A possible game changer in space transportation blasted off from Florida's Cape Canaveral Friday.
The Falcon 9, a rocket privately developed by SpaceX of California, launched what the company hopes will become a taxi system to and from the International Space Station.
The 180-foot rocket carried a prototype of a capsule called "Dragon" that was released into orbit where it will stay for about a year.
The capsule is designed to hold cargo now, and eventually astronauts.
The test flight follows the obama administration's move to cancel NASA's Constellation program to build the next generation of rockets for human space flight.
The administration wants to shift the business of space station transport to commercial companies that claim they can do it cheaper, sooner and more reliably.
Critics are doubtful and say it's too risky.
"The commercial sector is still walking around like a young kid learning to walk," says former NASA astronaut Gene Cernan. "They don't know what the risks are. They don't know what they don't know."

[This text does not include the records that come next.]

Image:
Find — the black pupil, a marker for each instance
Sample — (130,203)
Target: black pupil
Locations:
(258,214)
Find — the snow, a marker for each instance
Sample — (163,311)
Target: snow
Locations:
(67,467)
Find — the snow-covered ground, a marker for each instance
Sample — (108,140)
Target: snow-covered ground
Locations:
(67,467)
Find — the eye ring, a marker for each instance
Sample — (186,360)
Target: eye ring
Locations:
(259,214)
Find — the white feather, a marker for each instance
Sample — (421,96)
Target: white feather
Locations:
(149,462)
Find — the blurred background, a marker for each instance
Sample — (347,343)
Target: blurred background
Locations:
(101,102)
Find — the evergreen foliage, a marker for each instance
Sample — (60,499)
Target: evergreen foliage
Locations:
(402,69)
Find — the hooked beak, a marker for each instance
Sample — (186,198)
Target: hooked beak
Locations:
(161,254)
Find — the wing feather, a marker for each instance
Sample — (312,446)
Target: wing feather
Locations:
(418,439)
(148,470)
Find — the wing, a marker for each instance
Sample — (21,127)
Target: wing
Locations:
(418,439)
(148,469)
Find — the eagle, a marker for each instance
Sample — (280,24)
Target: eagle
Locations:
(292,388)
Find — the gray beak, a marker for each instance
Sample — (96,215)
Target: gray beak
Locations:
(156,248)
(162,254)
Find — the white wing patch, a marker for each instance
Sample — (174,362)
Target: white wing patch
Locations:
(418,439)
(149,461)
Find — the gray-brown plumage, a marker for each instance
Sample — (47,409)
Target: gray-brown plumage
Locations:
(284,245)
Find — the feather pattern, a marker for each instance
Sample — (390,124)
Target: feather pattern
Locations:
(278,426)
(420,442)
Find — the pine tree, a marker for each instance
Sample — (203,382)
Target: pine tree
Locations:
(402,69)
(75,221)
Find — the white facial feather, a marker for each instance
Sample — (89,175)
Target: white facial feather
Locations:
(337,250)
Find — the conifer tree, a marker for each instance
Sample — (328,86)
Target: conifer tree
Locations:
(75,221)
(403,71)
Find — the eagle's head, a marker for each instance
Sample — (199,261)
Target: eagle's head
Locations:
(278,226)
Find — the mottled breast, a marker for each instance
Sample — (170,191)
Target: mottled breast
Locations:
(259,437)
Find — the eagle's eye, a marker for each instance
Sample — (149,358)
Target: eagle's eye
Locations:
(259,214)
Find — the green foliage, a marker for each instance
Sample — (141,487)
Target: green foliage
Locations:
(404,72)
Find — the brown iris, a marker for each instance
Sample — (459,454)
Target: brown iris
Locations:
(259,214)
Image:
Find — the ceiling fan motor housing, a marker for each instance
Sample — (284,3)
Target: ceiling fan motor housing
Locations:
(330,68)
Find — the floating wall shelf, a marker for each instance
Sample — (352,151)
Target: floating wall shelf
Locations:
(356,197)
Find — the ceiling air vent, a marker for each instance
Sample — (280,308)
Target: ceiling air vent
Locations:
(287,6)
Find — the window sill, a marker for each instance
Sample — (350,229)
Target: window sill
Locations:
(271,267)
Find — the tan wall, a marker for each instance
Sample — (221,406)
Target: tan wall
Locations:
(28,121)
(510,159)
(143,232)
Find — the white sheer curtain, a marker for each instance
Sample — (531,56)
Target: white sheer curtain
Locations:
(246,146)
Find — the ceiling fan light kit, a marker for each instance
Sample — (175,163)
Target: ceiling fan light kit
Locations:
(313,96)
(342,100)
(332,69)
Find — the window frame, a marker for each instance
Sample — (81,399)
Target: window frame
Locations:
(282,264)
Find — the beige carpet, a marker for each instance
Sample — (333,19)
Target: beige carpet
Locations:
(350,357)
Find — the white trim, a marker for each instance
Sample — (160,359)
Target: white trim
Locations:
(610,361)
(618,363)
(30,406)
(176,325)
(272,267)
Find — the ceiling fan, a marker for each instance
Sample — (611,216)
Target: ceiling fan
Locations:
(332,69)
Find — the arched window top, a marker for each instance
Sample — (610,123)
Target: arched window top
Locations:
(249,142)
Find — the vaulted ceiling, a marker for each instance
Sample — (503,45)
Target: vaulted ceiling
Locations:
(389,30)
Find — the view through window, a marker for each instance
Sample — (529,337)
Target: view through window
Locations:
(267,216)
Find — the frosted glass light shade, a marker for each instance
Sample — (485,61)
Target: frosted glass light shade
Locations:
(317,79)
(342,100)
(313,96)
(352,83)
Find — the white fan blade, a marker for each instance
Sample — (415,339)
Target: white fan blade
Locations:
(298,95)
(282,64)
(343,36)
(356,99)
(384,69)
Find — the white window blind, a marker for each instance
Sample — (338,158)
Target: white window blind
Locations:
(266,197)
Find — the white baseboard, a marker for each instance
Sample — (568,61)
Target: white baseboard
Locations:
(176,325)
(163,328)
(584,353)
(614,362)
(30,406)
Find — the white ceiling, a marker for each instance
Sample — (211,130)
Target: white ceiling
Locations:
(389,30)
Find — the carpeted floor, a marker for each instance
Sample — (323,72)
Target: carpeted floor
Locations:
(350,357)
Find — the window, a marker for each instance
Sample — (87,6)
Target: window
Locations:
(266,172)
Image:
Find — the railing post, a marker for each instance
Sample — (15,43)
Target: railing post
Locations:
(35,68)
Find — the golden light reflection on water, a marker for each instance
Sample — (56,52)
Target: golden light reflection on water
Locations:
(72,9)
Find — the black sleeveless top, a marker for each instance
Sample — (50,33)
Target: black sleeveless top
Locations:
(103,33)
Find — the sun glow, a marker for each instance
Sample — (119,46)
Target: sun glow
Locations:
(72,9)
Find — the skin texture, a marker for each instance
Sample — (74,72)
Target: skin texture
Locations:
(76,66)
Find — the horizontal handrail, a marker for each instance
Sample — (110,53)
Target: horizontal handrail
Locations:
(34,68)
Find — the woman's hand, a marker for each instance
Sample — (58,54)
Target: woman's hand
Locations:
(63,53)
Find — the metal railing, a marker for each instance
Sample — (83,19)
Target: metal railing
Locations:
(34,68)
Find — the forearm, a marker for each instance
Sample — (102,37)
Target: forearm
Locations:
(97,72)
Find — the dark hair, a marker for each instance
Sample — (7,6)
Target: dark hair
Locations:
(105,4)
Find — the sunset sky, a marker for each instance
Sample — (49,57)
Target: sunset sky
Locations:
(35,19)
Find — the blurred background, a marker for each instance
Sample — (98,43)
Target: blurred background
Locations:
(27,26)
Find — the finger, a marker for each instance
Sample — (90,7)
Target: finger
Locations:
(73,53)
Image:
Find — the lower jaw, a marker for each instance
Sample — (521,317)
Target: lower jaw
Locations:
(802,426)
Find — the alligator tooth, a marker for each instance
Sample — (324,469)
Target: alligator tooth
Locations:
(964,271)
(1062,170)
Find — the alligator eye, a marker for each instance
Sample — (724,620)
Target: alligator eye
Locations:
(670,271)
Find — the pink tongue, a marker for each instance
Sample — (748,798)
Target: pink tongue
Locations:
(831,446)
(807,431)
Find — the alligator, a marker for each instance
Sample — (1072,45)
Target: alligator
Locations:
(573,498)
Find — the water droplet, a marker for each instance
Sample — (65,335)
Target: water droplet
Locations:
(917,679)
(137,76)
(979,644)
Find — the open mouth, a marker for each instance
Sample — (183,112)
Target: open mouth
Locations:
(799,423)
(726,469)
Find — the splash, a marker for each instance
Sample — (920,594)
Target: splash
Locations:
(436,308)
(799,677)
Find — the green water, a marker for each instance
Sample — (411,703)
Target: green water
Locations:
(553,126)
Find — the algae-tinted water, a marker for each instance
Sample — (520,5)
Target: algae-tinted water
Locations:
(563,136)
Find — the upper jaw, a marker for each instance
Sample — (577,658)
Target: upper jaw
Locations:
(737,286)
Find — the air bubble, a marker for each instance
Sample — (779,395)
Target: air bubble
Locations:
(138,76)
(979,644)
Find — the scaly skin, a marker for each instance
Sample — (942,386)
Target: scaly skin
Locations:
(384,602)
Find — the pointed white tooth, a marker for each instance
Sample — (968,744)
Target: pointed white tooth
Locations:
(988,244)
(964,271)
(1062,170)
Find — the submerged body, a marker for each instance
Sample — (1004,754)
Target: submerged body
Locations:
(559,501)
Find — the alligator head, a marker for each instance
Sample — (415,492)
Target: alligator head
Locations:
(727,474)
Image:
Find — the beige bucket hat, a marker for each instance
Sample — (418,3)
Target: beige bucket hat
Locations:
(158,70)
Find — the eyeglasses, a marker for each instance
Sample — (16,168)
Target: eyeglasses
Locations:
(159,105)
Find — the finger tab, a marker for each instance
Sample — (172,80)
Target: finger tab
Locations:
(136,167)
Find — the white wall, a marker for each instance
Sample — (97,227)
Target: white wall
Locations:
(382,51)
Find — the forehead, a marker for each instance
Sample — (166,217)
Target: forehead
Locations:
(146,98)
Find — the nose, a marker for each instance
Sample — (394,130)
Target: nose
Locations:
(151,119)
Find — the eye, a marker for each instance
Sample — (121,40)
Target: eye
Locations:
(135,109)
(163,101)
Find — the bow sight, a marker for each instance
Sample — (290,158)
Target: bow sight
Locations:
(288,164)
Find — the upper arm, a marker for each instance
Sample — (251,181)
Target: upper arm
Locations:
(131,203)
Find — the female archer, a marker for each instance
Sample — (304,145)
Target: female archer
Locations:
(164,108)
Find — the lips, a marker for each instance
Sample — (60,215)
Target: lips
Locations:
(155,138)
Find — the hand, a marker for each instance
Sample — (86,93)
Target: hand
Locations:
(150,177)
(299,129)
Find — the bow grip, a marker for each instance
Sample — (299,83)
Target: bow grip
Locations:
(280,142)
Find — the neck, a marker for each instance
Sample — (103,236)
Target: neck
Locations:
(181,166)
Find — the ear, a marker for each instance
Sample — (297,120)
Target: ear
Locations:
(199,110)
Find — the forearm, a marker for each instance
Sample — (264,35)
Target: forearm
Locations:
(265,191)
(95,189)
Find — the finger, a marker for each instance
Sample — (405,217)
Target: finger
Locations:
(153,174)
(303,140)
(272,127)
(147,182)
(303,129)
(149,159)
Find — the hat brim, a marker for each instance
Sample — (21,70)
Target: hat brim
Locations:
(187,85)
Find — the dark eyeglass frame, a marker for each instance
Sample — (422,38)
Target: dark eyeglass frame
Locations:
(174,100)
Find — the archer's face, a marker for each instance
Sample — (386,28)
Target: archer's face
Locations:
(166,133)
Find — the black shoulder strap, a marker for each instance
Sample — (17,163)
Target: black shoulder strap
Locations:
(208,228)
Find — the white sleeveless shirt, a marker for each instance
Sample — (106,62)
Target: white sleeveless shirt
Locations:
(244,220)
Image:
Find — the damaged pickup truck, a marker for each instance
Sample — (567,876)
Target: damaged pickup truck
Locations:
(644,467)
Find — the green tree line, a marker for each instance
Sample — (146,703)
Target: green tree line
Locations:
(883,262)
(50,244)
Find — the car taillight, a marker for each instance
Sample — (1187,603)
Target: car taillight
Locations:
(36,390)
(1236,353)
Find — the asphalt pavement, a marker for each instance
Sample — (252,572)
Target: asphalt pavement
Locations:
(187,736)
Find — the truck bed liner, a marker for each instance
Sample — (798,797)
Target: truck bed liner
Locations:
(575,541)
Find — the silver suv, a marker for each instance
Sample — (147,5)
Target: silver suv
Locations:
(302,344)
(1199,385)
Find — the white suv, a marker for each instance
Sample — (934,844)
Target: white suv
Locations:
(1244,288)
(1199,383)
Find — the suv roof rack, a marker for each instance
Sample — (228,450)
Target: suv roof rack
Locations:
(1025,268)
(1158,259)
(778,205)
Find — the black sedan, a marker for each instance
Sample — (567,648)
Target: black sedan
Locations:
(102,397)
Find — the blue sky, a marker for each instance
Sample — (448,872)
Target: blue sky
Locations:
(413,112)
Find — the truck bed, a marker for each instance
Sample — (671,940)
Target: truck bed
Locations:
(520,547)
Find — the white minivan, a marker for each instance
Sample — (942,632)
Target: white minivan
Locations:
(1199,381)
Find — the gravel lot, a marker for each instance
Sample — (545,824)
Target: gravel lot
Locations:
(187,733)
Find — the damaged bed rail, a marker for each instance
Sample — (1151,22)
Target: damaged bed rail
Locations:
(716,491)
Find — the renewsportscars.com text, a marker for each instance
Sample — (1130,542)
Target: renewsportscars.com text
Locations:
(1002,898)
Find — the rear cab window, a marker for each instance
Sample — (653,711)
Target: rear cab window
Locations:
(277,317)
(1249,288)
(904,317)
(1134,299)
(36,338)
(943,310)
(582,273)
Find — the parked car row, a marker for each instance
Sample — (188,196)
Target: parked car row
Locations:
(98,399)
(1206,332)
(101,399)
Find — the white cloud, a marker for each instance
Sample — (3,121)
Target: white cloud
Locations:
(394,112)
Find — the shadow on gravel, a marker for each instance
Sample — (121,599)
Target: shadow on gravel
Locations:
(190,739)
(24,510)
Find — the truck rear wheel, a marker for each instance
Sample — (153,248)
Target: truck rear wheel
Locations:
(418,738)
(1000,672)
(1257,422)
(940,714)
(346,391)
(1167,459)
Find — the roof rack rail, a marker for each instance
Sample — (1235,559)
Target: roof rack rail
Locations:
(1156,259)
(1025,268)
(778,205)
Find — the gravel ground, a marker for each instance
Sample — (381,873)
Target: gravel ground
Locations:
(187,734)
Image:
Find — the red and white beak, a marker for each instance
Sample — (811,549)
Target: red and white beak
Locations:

Since the shuttles used for the past 30 years will soon be retired, the U.S. will rely on renting space from the Russians aboard their Soyuz spacecraft to get to the space station.
Like NASA, SpaceX has had delays and technical problems, but confidence remains high.
"I hope SpaceX will be one of the principal means by which NASA astronauts will go to space," says CEO Elon Musk.
He says it's a promising new beginning for space travel.